This time last year I had been looking at all the websites, like Woot.com and eBay - hoping to save a bit of the long green on my Christmas shopping. This year the Black Friday ads have been popping up in my phone for a month, at least! There are some good deals, if you're in the market for televisions and other electronics. I'm not in that market and I'm hoping nobody else in the immediate gift giving range is, either. With the economy in such bad shape, I've got a feeling the retail stores aren't going to have such a banner year as they hope.
I want coupons and sales that cut prices to the bare bones.
I can't shop though, until I take myself into the bank and renew that little piece of plastic we use at the ATM and most other points of sale. When did cool cash disappear? I haven't seen the inside of my checkbook in such a long time. Groceries? Swipe that card. Clothing and shoes? Swipe, swipe. If I don't take a minute to see my banker, the likelihood is that we'll be spending Thanksgiving day with our daughter in Alabama and using the checkbook exclusively to pay our way.
We have plans to do the Black Friday Shopping while we're out there. We will be using some of our traditional family moves. You know, wake up and squint at the clock. Say in a disbelieving voice, "Are we really going shopping at this time of the morning?" Wait for the voice of reason to say, "Of course not, Mama, go back to sleep."
And the voice of reason will have taken the morning off! My sweet daughter in Alabama will insist that I rouse myself and hurriedly dress so we can get to the sale before all the good stuff is gone. Which I will do, with mutterings and gnashing of teeth.
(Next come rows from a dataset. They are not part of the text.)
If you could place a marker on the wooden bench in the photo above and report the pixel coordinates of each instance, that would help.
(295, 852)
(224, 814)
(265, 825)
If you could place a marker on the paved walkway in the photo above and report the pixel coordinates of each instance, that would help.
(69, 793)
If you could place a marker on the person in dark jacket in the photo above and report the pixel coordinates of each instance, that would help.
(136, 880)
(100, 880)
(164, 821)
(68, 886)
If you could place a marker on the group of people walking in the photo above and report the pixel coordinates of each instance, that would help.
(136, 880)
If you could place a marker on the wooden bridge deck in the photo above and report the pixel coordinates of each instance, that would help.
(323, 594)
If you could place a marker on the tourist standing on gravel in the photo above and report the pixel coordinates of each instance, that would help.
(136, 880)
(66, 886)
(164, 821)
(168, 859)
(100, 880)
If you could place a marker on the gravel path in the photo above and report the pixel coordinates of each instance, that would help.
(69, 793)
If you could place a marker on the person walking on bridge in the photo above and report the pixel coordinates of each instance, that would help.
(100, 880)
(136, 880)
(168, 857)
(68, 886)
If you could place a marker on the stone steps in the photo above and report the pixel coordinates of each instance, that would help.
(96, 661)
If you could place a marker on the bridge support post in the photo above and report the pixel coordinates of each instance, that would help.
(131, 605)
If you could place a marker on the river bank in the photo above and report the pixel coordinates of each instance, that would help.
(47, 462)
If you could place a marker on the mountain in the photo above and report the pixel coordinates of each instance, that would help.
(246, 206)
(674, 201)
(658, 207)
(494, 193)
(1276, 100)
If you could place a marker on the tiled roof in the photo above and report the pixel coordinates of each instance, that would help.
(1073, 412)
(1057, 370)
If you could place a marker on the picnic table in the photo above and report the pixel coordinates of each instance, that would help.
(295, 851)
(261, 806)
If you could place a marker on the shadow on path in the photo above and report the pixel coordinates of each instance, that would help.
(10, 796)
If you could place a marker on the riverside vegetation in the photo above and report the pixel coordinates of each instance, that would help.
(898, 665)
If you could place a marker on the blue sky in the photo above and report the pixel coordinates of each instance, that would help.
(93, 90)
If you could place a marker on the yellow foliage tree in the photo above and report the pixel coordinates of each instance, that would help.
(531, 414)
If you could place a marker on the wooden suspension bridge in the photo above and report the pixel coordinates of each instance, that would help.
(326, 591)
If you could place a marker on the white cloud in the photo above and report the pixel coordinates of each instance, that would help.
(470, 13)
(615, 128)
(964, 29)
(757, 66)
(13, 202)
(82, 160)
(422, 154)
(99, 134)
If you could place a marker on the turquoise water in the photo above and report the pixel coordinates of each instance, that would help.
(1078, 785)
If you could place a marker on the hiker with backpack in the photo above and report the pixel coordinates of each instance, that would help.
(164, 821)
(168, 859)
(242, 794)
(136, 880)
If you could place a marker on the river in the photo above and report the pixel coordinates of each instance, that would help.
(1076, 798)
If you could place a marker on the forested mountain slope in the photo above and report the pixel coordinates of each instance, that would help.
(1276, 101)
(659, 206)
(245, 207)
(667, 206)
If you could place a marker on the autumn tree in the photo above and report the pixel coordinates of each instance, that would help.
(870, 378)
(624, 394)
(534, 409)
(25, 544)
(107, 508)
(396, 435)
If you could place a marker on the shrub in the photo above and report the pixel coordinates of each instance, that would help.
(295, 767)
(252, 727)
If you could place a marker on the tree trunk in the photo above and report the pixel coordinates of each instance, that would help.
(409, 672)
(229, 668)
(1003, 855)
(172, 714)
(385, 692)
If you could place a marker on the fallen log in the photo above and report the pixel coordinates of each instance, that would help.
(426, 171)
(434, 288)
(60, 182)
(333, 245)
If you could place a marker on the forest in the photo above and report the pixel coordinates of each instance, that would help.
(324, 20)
Possibly there will be bumping of knees, in the dark.
Returning home to her apartment, shopping completed - I'm sure we will feel virtuous and pleased with the savings we have amassed. I'm sure as well that I will forget that I have driven 300-plus miles to stand in the cold and dark with a couple of hundred fellow bargain hunters. At that point in time, however - my idea of a swell Christmas gift will probably be a couple of Tylenol and an hour off my feet. I really need to update my card. Tomorrow.